No jet is complete without the appropriate nozzle. Nozzles perform the tough work of dislodging the blockage and breaking through clogs in the drainpipe, washing away the debris as it goes. Without the appropriate nozzle, it almost doesn’t matter which jet you use – you won’t be as effective and efficient as you could be. There is almost no end to the variety of nozzles available, and it is imperative that you use the correct nozzle for the job. As an example, if your line is full of sand, an open nozzle that only shoots water forward will not be as effective as a nozzle made for sand, such as a sandshoe nozzle.
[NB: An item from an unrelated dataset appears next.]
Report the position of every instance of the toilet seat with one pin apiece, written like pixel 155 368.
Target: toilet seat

These nozzles are designed to lay flat at the bottom of the pipe, where the sand and grit will have settled.
There are some other important considerations when deciding on the right jetter for a job. Some homeowner’s associations have noise restrictions during evening hours. If you are called out for an emergency where sewage has backed up into a home at 11 p.m., you don’t want to add to the homeowner’s worry by adding a noise fine on top of their already ‘crappy’ situation. As mentioned previously, emissions from a jetter can be a concern in some cities, factories or homes. With an electric jetter there is no concern about emissions, but the trade-off is the risk of tripping a fuse, particularly in older and historic buildings.
Adding a jetter to your lineup can be a significant boost to the services your company provides. Yet it is imperative to know your business and ensure you get the jetter that will work best for the type of jobs you will most commonly face.